United States v. Maynard Allen Jacobson

518 F.2d 1171, 1975 U.S. App. LEXIS 14329
CourtCourt of Appeals for the Eighth Circuit
DecidedJune 9, 1975
Docket75-1022
StatusPublished
Cited by1 cases

This text of 518 F.2d 1171 (United States v. Maynard Allen Jacobson) is published on Counsel Stack Legal Research, covering Court of Appeals for the Eighth Circuit primary law. Counsel Stack provides free access to over 12 million legal documents including statutes, case law, regulations, and constitutions.

Bluebook
United States v. Maynard Allen Jacobson, 518 F.2d 1171, 1975 U.S. App. LEXIS 14329 (8th Cir. 1975).

Opinion

PER CURIAM.

Maynard Allen Jacobson was tried by a jury on November 19, 1974, in the District of Minnesota, and convicted of violation of the Dyer Act, 18 U.S.C. § 2312. Jacobson now appeals that conviction on the grounds that certain evidence was erroneously admitted to his prejudice at trial.

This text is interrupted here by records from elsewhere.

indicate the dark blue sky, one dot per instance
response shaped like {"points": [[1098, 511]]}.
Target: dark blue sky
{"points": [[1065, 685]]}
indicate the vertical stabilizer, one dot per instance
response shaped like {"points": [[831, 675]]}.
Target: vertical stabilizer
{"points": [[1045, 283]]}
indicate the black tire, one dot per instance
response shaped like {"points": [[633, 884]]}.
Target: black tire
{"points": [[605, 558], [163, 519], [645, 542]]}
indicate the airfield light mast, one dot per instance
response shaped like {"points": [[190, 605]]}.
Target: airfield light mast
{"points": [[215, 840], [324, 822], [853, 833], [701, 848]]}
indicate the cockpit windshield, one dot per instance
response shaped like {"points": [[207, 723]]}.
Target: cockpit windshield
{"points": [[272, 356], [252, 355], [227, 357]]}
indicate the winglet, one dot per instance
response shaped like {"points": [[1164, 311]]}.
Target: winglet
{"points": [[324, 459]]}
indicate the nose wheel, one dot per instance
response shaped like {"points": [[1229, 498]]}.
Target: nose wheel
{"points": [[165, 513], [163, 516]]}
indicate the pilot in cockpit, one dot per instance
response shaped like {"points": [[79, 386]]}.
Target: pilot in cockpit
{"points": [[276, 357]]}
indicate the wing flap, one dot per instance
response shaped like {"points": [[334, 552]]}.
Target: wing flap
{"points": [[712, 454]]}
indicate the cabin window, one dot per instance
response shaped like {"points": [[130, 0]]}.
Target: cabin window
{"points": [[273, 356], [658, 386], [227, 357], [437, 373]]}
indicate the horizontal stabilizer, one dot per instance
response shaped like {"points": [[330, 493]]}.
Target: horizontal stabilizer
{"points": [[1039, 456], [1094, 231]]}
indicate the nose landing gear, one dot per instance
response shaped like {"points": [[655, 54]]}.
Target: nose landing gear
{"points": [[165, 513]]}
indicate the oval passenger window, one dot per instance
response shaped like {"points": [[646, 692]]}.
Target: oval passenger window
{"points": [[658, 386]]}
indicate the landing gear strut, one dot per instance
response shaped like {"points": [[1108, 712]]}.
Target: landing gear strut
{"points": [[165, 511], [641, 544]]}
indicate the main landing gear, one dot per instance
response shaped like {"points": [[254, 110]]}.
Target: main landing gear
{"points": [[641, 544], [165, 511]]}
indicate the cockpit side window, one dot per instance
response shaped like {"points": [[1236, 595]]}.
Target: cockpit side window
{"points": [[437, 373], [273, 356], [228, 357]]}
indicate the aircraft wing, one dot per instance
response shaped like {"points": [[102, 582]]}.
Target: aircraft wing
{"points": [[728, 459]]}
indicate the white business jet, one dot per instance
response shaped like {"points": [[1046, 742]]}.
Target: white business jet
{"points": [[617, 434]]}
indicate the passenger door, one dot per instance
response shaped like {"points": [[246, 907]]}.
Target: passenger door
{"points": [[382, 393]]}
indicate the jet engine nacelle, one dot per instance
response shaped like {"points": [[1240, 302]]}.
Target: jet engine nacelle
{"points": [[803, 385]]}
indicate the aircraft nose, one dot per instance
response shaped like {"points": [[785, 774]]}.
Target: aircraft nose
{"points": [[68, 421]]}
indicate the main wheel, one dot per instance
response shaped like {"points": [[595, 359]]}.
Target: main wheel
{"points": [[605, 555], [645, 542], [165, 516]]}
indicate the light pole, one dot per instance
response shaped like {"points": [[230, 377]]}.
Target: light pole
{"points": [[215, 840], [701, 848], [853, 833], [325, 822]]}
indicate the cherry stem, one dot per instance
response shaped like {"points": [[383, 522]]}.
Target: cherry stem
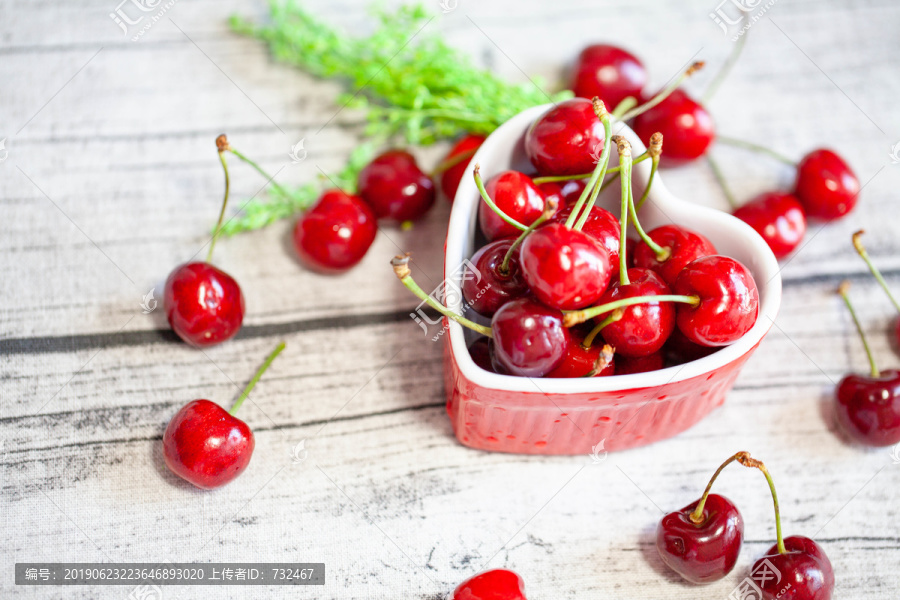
{"points": [[663, 94], [843, 290], [730, 141], [574, 317], [221, 146], [487, 200], [758, 464], [725, 70], [599, 171], [861, 250], [624, 150], [606, 356], [259, 373], [401, 269], [696, 517], [720, 179], [615, 316], [611, 170], [452, 161], [550, 206]]}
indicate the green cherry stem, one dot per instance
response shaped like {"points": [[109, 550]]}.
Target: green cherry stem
{"points": [[574, 317], [844, 290], [259, 373], [725, 70], [861, 250], [550, 206], [221, 146], [487, 200], [600, 169], [720, 179], [696, 517], [758, 464], [401, 270], [663, 94], [615, 316], [730, 141]]}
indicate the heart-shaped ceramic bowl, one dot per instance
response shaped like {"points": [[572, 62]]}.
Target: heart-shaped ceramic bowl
{"points": [[573, 416]]}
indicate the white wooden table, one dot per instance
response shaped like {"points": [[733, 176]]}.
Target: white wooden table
{"points": [[111, 179]]}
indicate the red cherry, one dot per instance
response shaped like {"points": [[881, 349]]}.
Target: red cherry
{"points": [[826, 186], [336, 233], [626, 365], [497, 584], [610, 73], [729, 300], [489, 287], [395, 187], [778, 218], [702, 552], [207, 446], [685, 125], [516, 195], [643, 328], [868, 407], [565, 140], [204, 304], [529, 338], [803, 573], [595, 361], [449, 178], [564, 268], [684, 246], [602, 226]]}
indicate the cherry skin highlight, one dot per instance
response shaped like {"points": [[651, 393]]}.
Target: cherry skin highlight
{"points": [[206, 446], [204, 305], [702, 552], [336, 233], [395, 187], [778, 218]]}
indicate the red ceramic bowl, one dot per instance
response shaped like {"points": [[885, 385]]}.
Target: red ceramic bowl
{"points": [[573, 416]]}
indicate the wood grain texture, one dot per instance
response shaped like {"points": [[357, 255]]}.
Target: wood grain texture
{"points": [[111, 179]]}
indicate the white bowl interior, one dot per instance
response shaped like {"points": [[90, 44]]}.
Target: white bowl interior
{"points": [[504, 150]]}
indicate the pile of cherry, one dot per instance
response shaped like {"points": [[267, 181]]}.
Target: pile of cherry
{"points": [[701, 543], [554, 274]]}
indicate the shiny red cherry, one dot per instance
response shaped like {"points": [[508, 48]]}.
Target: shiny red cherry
{"points": [[595, 361], [204, 304], [778, 217], [610, 73], [336, 233], [395, 187], [643, 328], [729, 300], [564, 268], [516, 195], [683, 245], [868, 408], [566, 140], [207, 446], [803, 573], [628, 365], [497, 584], [458, 158], [826, 186], [602, 226], [687, 128], [486, 287], [529, 338], [706, 551]]}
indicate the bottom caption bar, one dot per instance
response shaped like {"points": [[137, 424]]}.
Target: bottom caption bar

We agree and reverse the conviction.

The indictment alleged that on or about July 9, 1973, the accused transported an automobile stolen from his employer, Kemper Buick in Buffalo, Minnesota, to Forsythe, Montana. The defendant stipulated that he had driven the automobile in question across the state line. The only real question at trial was whether the automobile was stolen or whether the accused had, or believed he had, permission to use it. Witnesses for the government testified that Jacobson told them he was using the car with the permission of its owner. An F.B.I. agent testified that after he was apprehended, Jacobson had told him he had stolen the car; however, another agent present during Jacobson’s interrogation testified for the defense that he could not remember the accused admitting that he stole the car. The owner of the car did not testify at trial.

One of the exhibits to which Jacobson objects is an “auto theft report” prepared by the sheriff of Wright County, Minnesota. The report, which was objected to at trial, indicates that the car in question was reported stolen by Kemper Buick, that Jacobson was considered a suspect and that he was probably headed for Wichita. The form also indicated that no one had been given permission to use the car by the owner. No instruction was given to the jury to limit the purpose for which the report could be considered. We hold that this report contained inadmissible hearsay. United States v. Wyatt, 437 F.2d 1168, 1170 (7th Cir. 1971); United States v. Burruss, 418 F.2d 677, 678-679 (4th Cir. 1969); United States v. Shiver, 414 F.2d 461, 463 (5th Cir. 1969); United States v. Graham, 391 F.2d 439, 448 (6th Cir.), cert. denied, 393 U.S. 941, 89 S.Ct. 307, 21 L.Ed.2d 278 (1968). The jury may have considered the theft report as proof that the accused did not have Kemper Buick’s permission to use the car, but had stolen it. Under the facts of this case, where the only contested issue was whether the car was stolen, there was conflicting evidence on the issue, where the owner himself did not testify and where the hearsay evidence was admitted without any instruction to guide the jury’s con *1173 sideration thereof, we are not convinced that the error was not prejudicial to the defendant.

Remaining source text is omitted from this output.